By Adam Eliyahu Berkowitz July 29, 2019

“He turns the wilderness into pools, parched land into springs of water.” Psalms 107:35 (The Israel Bible™)

An Israeli innovation that is nothing short of miraculous is bringing relief to the thirsty people of Flint Michigan and restoring the faith to a community that has more than its share of hard times.

An Israeli Gift to a Michigan Church

Entrepreneur and talk show host Armstrong Williams donated a Watergen atmospheric water generator to the  Greater Flint Holy Temple in Flint, Michigan.
The Greater Holy Temple became a main water distribution site in January 2016 in response to the Flint water crisis.
Bishop Roger Jones, the pastor of the Greater Holy Temple, feels the greatest gift was not the machine but something much greater: hope.
“At the beginning of the crisis, ten percent of the people just left the community because there was a sense of hopelessness,” Bishop Jones told Breaking Israel News. “This was a manmade problem and no government institution was helping us.

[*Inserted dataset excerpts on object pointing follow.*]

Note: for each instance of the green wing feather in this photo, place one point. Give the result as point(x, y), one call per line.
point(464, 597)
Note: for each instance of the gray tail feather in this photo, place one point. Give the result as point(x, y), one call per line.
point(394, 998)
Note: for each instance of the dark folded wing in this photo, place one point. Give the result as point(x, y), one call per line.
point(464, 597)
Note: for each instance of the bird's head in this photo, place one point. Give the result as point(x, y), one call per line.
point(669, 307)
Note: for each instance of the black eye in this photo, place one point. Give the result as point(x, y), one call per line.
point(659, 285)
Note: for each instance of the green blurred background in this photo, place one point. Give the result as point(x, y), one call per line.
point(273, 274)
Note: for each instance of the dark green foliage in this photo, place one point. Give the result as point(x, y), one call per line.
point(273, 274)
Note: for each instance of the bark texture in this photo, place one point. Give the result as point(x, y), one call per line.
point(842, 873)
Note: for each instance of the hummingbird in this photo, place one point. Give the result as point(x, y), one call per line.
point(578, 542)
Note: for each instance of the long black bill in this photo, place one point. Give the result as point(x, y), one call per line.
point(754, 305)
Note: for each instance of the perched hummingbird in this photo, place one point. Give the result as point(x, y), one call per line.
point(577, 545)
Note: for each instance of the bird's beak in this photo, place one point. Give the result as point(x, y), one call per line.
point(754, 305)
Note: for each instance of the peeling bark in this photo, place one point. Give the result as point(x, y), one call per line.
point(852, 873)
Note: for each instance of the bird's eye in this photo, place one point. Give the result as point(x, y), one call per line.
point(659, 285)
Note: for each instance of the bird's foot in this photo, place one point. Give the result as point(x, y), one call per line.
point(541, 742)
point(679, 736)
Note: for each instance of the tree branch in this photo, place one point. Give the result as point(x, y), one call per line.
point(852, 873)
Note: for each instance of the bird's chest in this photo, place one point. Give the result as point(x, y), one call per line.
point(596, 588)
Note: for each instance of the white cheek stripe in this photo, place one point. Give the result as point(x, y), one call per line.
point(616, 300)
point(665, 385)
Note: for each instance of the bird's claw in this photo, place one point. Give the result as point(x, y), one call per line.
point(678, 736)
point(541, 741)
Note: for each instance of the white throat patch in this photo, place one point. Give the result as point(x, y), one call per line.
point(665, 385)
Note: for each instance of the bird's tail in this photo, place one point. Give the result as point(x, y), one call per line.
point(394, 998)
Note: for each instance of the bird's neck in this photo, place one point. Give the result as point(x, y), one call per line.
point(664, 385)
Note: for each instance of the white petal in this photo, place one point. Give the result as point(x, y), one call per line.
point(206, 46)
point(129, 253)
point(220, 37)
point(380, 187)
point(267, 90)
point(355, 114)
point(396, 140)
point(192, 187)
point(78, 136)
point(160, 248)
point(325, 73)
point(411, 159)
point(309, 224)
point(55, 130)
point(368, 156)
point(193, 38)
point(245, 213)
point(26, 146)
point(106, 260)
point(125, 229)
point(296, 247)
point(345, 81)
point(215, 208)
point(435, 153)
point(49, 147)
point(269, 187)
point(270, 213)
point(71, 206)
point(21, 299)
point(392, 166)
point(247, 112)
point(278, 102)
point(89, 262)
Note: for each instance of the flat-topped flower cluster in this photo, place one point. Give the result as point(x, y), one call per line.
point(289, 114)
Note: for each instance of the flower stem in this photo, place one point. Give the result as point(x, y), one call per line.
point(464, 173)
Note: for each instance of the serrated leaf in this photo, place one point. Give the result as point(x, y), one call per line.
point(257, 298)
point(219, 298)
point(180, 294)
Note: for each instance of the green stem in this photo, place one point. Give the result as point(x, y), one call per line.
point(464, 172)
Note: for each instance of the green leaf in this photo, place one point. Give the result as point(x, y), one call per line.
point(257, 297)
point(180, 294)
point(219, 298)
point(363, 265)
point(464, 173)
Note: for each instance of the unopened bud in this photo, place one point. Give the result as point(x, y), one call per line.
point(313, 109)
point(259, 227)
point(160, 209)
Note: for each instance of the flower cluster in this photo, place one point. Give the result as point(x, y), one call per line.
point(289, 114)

Contaminated drinking water

The crisis began in 2014 after the drinking water source for the city was changed from Lake Huron and the Detroit River to a less costly source of the Flint River. Due to insufficient water treatment, lead leached from water pipes into the drinking water, exposing over 100,000 residents to elevated lead levels. A federal state of emergency was declared in January 2016 and Flint residents were instructed to use only bottled or filtered water for drinking, cooking, cleaning, and bathing.
Most of the people were previously employed in the automotive industry and were now unemployed, adding to the sense of hopelessness.
Bishop Jones described how people developed sores from bathing in tap water. Lead poisoning also can lead to developmental problems in children.
“That Watergen has brought about a sense of hope,” Bishop Jones said. “It has created excitement and expectations like an oasis in a desert, like Miriam’s Well in the desert. The Children of Israel knew that if they could just get to the next spot of water, they would live to see the promised land.”
The Bishop related how when they wanted to help the community, Watergen contacted the church.
“Usually, it’s the church asking the local government for help,” Bishop Jones said. “But Watergen came right to us, to the church, when they wanted to help the community.”
The church hosts a food and water drive every Thursday which serves 460 cars each week.
“We never turn it off and every day people come in for water every day,” Bishop Jones said. “Even on Sunday, we have sometimes 100 bags of water at the altar and thirsty people come up and get their water.”

Israeli company steps in where the local government wouldn’t

Bishop Jones has visited Israel several times and feels an even stronger connection through Watergen.
“It is ironic that Israel produced this as well as all of the spiritual innovations,” he said. “So much has gone out from that little country and gone out to feed the world, body and spirit. This is a priceless gift to people who have no resources, who have no water.”
When people hear the story of how such a great thing was born in Israel, technology that is practically a miracle, that can take water from thin air, they have only one problem,” Bishop Jones said. “They don’t understand why this story has not been told. But Israelis a country of miracles, Biblical and modern. That they donated this to a church, for us, that was a miracle.”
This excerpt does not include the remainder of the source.